Den ersten Hitzestress‑Test nach Johanni haben die neuen klima- und schädlingsrobusten Pflanzen ohne Schäden überstanden, freut sich Fischer. Das liege nicht nur an der Pflege, sondern auch am speziell gewählten, nährstoffreichen und wasserspeichernden Substrat. „Bäume leisten den größten Beitrag, um das Stadtklima zu verbessern“, ergänzt Bürgermeister Lorenz Wehrle.

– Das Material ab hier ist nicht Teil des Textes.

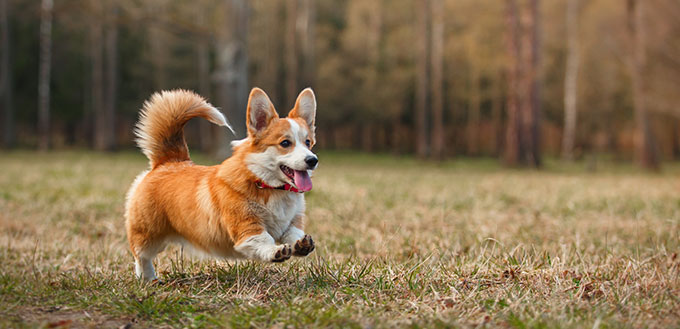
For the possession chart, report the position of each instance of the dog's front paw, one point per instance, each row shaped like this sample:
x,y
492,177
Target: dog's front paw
x,y
303,246
282,254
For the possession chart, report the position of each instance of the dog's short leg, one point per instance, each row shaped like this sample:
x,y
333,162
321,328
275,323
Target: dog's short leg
x,y
263,247
144,261
302,243
144,269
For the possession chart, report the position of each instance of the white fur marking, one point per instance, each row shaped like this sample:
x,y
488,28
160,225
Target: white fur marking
x,y
292,235
258,247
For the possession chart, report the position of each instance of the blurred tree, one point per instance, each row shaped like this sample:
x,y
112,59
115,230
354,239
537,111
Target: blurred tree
x,y
104,57
422,49
514,102
437,83
157,10
307,27
206,128
571,80
291,54
107,131
231,72
6,83
97,82
44,74
646,152
523,135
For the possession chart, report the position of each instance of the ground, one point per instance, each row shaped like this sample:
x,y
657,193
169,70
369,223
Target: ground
x,y
399,242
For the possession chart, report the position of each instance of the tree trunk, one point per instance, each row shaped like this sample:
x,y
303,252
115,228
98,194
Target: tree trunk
x,y
571,81
307,36
534,146
512,144
291,52
420,111
645,144
474,112
232,70
44,74
437,79
497,114
97,58
6,79
158,44
105,122
206,128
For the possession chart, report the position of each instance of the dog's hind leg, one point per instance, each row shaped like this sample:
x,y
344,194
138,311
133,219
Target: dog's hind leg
x,y
144,262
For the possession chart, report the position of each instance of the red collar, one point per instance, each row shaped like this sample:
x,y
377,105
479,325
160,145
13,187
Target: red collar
x,y
285,187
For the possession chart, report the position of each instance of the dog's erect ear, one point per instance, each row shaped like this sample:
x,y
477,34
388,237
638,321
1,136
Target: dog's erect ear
x,y
260,111
305,107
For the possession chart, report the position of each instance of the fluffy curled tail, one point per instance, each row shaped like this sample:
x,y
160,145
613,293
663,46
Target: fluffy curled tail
x,y
161,122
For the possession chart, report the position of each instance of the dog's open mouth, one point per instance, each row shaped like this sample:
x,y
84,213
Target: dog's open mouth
x,y
299,178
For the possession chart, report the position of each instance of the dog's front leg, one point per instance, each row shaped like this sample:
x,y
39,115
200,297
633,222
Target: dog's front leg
x,y
302,243
261,246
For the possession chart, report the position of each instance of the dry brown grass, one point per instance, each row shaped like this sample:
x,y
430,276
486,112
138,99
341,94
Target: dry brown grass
x,y
399,243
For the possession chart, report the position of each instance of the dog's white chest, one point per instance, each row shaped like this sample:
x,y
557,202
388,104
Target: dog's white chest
x,y
281,211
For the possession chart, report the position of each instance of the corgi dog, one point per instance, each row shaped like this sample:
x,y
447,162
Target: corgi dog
x,y
251,206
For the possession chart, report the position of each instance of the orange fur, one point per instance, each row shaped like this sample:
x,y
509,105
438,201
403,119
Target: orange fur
x,y
213,208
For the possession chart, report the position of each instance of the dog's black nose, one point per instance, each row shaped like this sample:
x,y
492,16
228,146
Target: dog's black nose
x,y
311,161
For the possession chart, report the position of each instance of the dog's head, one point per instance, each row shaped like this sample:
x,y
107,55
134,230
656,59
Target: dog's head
x,y
280,149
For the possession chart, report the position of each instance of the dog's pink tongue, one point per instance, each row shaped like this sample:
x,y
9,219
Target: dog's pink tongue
x,y
303,181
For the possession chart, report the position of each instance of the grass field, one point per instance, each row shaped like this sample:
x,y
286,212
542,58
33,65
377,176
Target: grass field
x,y
399,243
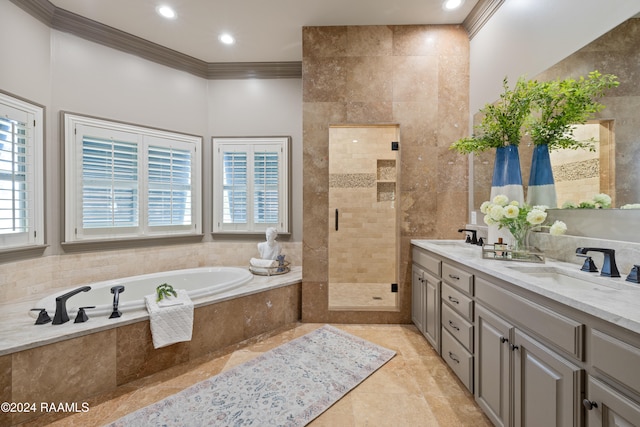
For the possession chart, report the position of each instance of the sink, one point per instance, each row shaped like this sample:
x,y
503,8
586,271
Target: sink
x,y
562,278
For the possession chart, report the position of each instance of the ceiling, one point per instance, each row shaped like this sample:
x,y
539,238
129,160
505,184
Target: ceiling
x,y
265,31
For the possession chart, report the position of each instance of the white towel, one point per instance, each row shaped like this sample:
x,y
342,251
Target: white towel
x,y
172,321
263,263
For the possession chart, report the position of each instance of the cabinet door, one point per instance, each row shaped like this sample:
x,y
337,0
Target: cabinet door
x,y
432,311
418,298
608,408
547,388
493,366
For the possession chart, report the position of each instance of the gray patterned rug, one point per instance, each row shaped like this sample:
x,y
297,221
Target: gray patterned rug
x,y
287,386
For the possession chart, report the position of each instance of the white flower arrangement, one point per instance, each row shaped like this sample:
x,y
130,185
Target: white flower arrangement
x,y
599,201
519,220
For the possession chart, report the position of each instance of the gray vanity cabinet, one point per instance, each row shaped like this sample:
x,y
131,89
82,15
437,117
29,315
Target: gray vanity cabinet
x,y
493,366
425,292
608,408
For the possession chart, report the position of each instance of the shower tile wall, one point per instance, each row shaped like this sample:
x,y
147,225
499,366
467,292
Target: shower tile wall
x,y
37,277
367,224
413,76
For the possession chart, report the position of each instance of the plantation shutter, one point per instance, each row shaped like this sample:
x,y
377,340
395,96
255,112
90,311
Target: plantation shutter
x,y
109,182
169,186
266,199
16,163
235,186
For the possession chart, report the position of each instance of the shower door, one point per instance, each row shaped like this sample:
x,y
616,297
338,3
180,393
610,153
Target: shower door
x,y
363,220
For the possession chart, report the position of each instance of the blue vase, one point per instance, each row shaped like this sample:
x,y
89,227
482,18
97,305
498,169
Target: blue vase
x,y
507,175
507,180
542,189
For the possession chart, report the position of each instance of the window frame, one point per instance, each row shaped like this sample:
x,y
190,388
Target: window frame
x,y
144,137
249,144
34,236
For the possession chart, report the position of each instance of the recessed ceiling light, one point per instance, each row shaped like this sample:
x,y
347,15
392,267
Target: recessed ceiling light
x,y
226,38
452,4
166,12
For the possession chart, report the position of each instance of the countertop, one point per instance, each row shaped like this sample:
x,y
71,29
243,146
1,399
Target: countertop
x,y
611,299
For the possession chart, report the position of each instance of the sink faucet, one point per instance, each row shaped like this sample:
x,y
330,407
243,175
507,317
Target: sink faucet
x,y
609,267
474,236
61,315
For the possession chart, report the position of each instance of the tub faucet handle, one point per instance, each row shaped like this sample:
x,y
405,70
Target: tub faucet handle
x,y
82,316
116,291
43,316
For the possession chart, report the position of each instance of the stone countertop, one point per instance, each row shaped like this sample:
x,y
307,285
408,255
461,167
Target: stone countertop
x,y
616,301
18,332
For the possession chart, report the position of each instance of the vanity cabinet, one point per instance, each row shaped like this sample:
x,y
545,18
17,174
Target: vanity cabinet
x,y
425,291
532,359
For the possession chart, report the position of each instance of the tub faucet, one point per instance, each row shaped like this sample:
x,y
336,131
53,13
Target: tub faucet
x,y
116,291
61,315
609,267
474,236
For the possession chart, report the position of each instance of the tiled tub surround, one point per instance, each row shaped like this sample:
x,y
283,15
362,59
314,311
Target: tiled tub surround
x,y
71,362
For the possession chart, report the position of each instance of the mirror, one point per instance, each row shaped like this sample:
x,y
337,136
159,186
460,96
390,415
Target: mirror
x,y
618,124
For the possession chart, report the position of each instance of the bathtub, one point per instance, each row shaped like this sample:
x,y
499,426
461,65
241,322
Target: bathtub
x,y
198,282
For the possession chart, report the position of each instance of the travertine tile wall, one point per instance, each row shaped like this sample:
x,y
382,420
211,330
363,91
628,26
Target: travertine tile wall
x,y
416,77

Das Quartier um den früheren Bahnhof hat sich gemacht .

Foto: Veronika Zettler

Es besteht Einigkeit: Die Aufenthaltsqualität ist um ein Vielfaches verbessert worden. Bäume und Sitzgelegenheiten gibt es im Dreieck zwischen B 3 und der L‑förmigen Burgunder Straße an mehreren Stellen – auch entlang des neu gestalteten Marktwegs, der von der Freiburger Straße am Rewe‑Parkplatz vorbei bis zum Bahnsteig führt. Wehrle und Fischer verweisen zudem auf die „Gestaltung aus einer Hand“ durch das Büro Rehwaldt, die eine einheitliche Formensprache sicherstellt.

Abstimmung mit der Bahn

Gerhard Broß (Stadtbauamt) fasste die Entwicklung zusammen: vom Ausschuss für Dorfentwicklung über die Bürgerbeteiligung im „Haltinger Dialog“ bis hin zur Ausschreibung des Wettbewerbs. Zu den größeren Maßnahmen zählte im Vorfeld auch die Sanierung, Tieferlegung und Verbreiterung der Heldelinger Unterführung inklusive Geh‑ und Radweg, die nach einigen Verzögerungen Ende 2023 fertiggestellt wurde. Deutliche Veränderungen erfuhr zudem der parallel zur Heldelinger Straße verlaufende Abschnitt der Burgunder Straße: eine schmalere Fahrbahn, neu geordnete Parkflächen auf Schotterrasen, abschnittsweise neue Hecken und Bäume sowie ein – relativ – einheitlich gestalteter Gehwegbereich, erläutert Markus Rotzler, Leiter Verkehr und Tiefbau.

An der Bushaltestelle werden letzte Arbeiten vorgenommen.

Foto: Veronika Zettler

Eines wurde beim Rundgang zudem deutlich: Es musste vieles verhandelt werden. Mit der Bahn war jede Planung abzustimmen. Angefangen bei drei Zuwegungen – am Zebrastreifen, an der Bushaltestelle und etwas weiter nördlich – über die Sicherstellung, dass kein Licht in Richtung Lokführer streut, bis zur Pflanzung der Bäume mit Abstand zu den noch zu installierenden Oberleitungen. Gleichzeitig mussten mit mehreren Grundstückseigentümern Details wie die Gehwegpflasterung geklärt werden. „Jetzt sind wir auf einem guten Weg, hier eine neue schöne Ortsmitte zu schaffen“, ist Peter Reinacher überzeugt.